Accordingly, in this paper, we propose a multi-entity temporal feature-based spam detection model (MTFSD). After obtaining the text and behavioral features of reviews, MTFSD uses LSTM to automatically learn temporal features for each review by considering the latest reviews for the user entity or product entity. Finally, MTFSD merges these learned features to mine the relationships between different entities so as to distinguish between normal and fake reviews. Experimental results show that MTFSD achieves better spam detection performance compares with other methods.

In summary, the main contributions of this paper include the following:

•    The proposed method effectively learns the dynamic temporal features via LSTM. These temporal features can effectively capture the relevance among the related reviews and the internal characteristics of a review.

•    The proposed method provides an effective way to learn comprehensive fusion features from the perspective of multiple entities in order to detect fake reviews.
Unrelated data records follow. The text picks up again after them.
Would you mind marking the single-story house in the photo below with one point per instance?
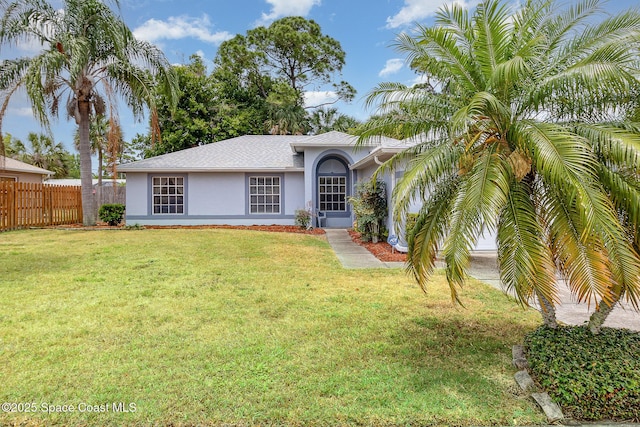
(253, 179)
(256, 180)
(15, 170)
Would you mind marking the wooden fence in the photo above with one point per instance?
(35, 205)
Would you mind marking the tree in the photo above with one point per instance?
(292, 50)
(40, 151)
(209, 108)
(90, 56)
(522, 130)
(279, 63)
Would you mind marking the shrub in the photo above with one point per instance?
(303, 218)
(593, 377)
(412, 219)
(111, 213)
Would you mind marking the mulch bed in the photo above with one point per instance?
(381, 250)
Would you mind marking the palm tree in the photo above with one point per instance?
(89, 56)
(520, 129)
(98, 139)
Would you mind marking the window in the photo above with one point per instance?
(333, 193)
(168, 195)
(264, 194)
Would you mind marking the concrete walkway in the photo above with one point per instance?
(352, 255)
(483, 268)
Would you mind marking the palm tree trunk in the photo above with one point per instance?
(548, 312)
(88, 210)
(600, 315)
(99, 191)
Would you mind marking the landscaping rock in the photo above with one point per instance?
(519, 358)
(550, 408)
(524, 380)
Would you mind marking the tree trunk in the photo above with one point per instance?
(548, 312)
(99, 189)
(88, 210)
(600, 315)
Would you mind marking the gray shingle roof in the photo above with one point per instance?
(244, 153)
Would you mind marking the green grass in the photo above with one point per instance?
(229, 326)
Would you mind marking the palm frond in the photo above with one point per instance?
(430, 231)
(525, 260)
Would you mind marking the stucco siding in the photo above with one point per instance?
(294, 198)
(137, 194)
(216, 194)
(214, 198)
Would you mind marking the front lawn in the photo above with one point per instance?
(225, 326)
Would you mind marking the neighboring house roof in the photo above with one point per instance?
(12, 165)
(250, 153)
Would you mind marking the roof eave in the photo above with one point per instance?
(370, 158)
(209, 170)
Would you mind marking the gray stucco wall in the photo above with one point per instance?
(214, 198)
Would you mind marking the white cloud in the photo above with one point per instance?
(280, 8)
(391, 67)
(416, 10)
(422, 78)
(180, 27)
(314, 98)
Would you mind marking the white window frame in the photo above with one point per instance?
(265, 195)
(168, 195)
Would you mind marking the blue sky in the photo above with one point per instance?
(366, 30)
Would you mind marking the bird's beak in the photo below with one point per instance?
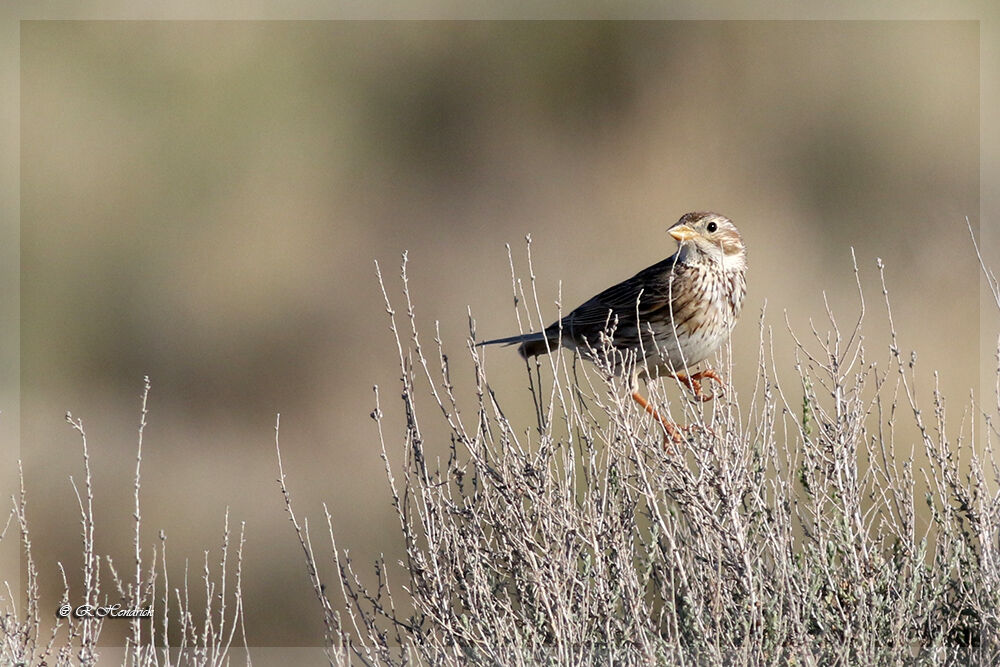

These comprehensive fusion features enable significantly better fake review detection performance.

2  Related Work

With the development of the internet technology and social networks, network and information security have attracted widespread attention [1520]. The research on spam detection in reviews began in 2008 with the work of Jindal et al. [21]. These authors collected millions of product reviews from Amazon.com. After analyzing these reviews, they divided fake reviews into three types: untruthful reviews, reviews of the brand more generally and not the product specifically, and non-reviews. Moreover, due to the lack of labels in the data, they marked duplicate reviews as fake reviews, then adopted three kinds of features: review-centered, reviewer-centered, and product-centered. Finally, they used a logistic regression model to achieve fake review detection. Since then, a number of researchers have devoted significant effort to the development and exploration of extracting effective text and behavioral features.

The study of text features can be divided into two categories: Those based on grammatical analysis and those based on semantic analysis. From the grammatical analysis perspective, text features are primarily extracted from the word frequency statistics of words or phrases, which are typically processed using a bag-of-word (BOW) model or an N-gram model. The BOW model regards the content of each review as a ‘bag’ and assumes that each word in the bag is independent, while the word order, grammar and syntax in the text are ignored; the reviews are then classified according to the words contained in the bag. For its part, N-gram uses a window of size n to slide on the text content, forming a word fragment sequence of length n. Each of these word segments is called a ‘gram’. Subsequently, the frequencies of all grams are counted and filtered in order to obtain the vector feature space of the text. Unigram, bigram, and trigram methods are commonly used in bag-of-words features [7,22]. However, the detection effect of bag-of-word features differs across different datasets [6,23].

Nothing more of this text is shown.